La Juventus ha pareggiato 1-1 contro l'Hellas Verona tra le mura amiche, con il risultato che è dipeso da una sola mossa all'intervallo: l'attaccante della Juventus Dušan Vlahović è subentrato al posto di Khéphren Thuram nella ripresa, e in appena diciassette minuti ha colmato lo svantaggio che la squadra di Luciano Spalletti si era portata negli spogliatoi. Il punto è stato recuperato, ma il freno al ritmo bianconero è stato palpabile.
La gara è cambiata in un'intensa sequenza di cinque minuti attorno al trentesimo. Il mediano dell'Hellas Verona Roberto Gagliardini era già stato ammonito al quinto minuto, e quando il difensore gialloblù Martin Frese ha ricevuto un giallo al 31°, la pressione disciplinare si è fatta sentire sulla formazione di Paolo Sammarco. Il regista della Juventus Manuel Locatelli è stato a sua volta ammonito al 33°, riequilibrando momentaneamente il conteggio, ma è stato il Verona a passare: al 34°, l'attaccante scaligero Kieron Bowie ha trovato la rete grazie a un assist di Domagoj Bradarić, regalando ai visitatori un vantaggio che hanno custodito fino al riposo. Che il Verona abbia colpito contro il flusso del match – e contro una Juventus che non subiva gol da quattro partite di campionato – evidenzia quanto la squadra di Sammarco abbia capitalizzato il proprio momento con efficacia.
Vlahović è stato l'elemento decisivo, non tanto per la fattura del gol – i dati non lo specificano – bensì per la logica tattica del suo ingresso. Spalletti ha tolto Thuram all'intervallo e lanciato il serbo, con una risposta immediata: il centravanti ha pareggiato al 62°, fissando l'1-1. La marcatura è arrivata mentre i bianconeri stavano già ruotando gli effettivi, con cambi ulteriori al 75° e all'80°. Che Vlahović abbia trovato il bersaglio in diciassette minuti dal suo debutto, in una sfida casalinga in svantaggio, è un contributo che pesa, al di là del via vai di sostituzioni.
La delusione del Verona è stata più strutturale che casuale. I gialloblù erano arrivati all'Allianz Stadium con appena due punti nelle ultime cinque gare, tra cui tre sconfitte e solo due reti realizzate.
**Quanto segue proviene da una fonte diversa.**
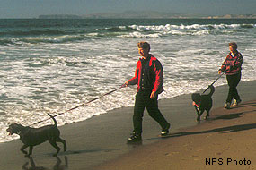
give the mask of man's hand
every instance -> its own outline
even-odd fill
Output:
[[[150,98],[154,99],[155,98],[155,92],[152,91],[151,95],[150,95]]]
Mantenere il vantaggio all'intervallo contro la Juventus è stato un vero colpo, ma l'incapacità di difenderlo – cedendo quasi subito nella ripresa – rispecchia una fragilità che ha segnato le loro ultime settimane. Quattro gialli in giornata, incluso uno per il subentrato Abdou Harroui nei minuti di recupero, indicano una squadra sotto pressione fisica e mentale. Bradarić, autore dell'assist per il primo gol di Bowie, è stato richiamato al 71°, togliendo ai veronesi uno dei loro sbocchi più pericolosi proprio quando dovevano reggere.
Il momento della Juventus nelle ultime cinque partite – undici punti, sei gol fatti e uno subito – resta il quadro più solido per leggere questo risultato. L'allarme è nella contrazione evidente delle ultime tre: cinque punti in tre gare, con due pareggi e una vittoria, e una difesa che mantiene la porta inviolata ma un attacco che si contrae. Un pari interno contro una formazione nelle condizioni del Verona non è certo un passo che Spalletti celebrerà come avanzamento. I bianconeri non perdono da cinque match, ma i due pareggi nelle ultime tre – a San Siro e ora in casa contro il Verona – dipingono una squadra che gestisce più che accelerare.
Tra un mese, questa sfida sarà ricordata come il pomeriggio in cui la Juventus ha dovuto affidarsi a una sostituzione all'intervallo per scongiurare la sconfitta casalinga contro una delle squadre più in difficoltà della Serie A.